ベンチャーキャピタルが
腕利きデザイナーを幹部に招聘
最近のシリコンバレーでの「デザイン」への注目度は、たとえば10数年前とは比べものにならないくらい高くなっている。
10数年前、おしゃれだったのはアップル製品くらいだろうか。それ以外のテクノロジー製品はおしなべて地味で、使い勝手も悪く、ともかく目的の機能さえ果たせばいいという感じだった。ウェブサイトなども同様で、見た目も使い心地もよくなかった。まだアプリなど存在していない時代である。

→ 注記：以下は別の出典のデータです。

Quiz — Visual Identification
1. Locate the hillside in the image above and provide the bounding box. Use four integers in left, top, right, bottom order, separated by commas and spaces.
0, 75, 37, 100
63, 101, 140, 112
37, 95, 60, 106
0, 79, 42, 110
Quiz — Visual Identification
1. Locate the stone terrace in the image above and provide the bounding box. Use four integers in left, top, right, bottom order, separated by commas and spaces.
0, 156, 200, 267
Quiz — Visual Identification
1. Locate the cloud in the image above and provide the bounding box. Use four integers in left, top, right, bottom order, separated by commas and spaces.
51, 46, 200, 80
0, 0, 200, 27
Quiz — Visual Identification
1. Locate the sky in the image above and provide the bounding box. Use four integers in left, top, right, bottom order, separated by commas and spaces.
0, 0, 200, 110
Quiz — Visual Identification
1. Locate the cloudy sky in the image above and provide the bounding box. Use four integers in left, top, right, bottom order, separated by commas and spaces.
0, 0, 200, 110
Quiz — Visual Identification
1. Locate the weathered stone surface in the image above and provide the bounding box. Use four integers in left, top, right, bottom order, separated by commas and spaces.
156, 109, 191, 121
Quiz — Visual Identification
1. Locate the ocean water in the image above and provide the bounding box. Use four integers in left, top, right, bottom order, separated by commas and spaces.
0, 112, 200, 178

ところが、大成功を収めたアップルの影響もあるのだろうが、最近はデザインに意識的でなければ存在しないも同然、といった雰囲気になってきている。アプリのインターフェイスしかり、ウェアラブルのデザインしかり、ウェブサイトもますます洗練されている。それだけでなく、スタートアップが次々と作り上げている家庭用品やガジェットのデザインもスマートだ。何よりも、シリコンバレーで仕事をする人々がおしゃれになった。

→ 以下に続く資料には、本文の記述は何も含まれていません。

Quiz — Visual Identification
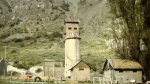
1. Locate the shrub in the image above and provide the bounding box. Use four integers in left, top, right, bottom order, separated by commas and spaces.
60, 3, 69, 11
0, 32, 10, 38
11, 50, 17, 53
25, 36, 31, 40
20, 43, 25, 47
52, 5, 58, 10
53, 15, 59, 21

この傾向は、何も上辺だけで起こっていることではないようだ。
それを示すのが、ベンチャーキャピタルがデザインの専門家を雇っているという事実である。
たとえば、トップクラスのベンチャーキャピタルのクライナー・パーキンズ・コーフィールド&バイヤーズ(KPCB)は、日系人デザイナーのジョン前田氏(上の写真)をパートナーに迎えている。前田氏は優れたグラフィックデザイナーで、MITメディアラボで教え、その後はロード・アイランド・スクール・オブ・デザインの学長を務めていた。

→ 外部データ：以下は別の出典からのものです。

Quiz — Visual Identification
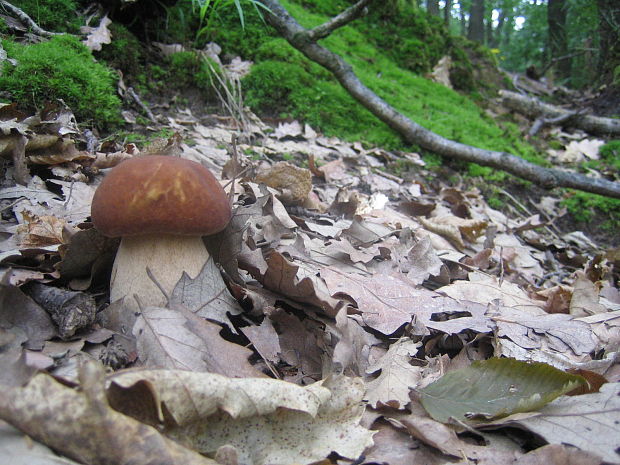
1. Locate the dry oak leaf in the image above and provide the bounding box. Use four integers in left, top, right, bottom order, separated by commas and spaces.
321, 267, 491, 334
133, 307, 263, 377
439, 271, 544, 315
256, 161, 312, 204
0, 361, 215, 465
493, 383, 620, 464
366, 338, 422, 409
109, 370, 372, 465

ベンチャーキャピタルにいきなり入って、最初は投資界の専門用語がわからなくて困ったと、同氏は言っていた。彼の仕事の1つは、スタートアップが成長していく中で早い時期にデザインが企業文化に根付くようにすることだという。ベンチャーキャピタルがスタートアップをサポートする方法は、ともかく加速度的にビジネスを拡大させて成長させることだが、その中でデザインが取り残されないようにしなければならないというわけだ。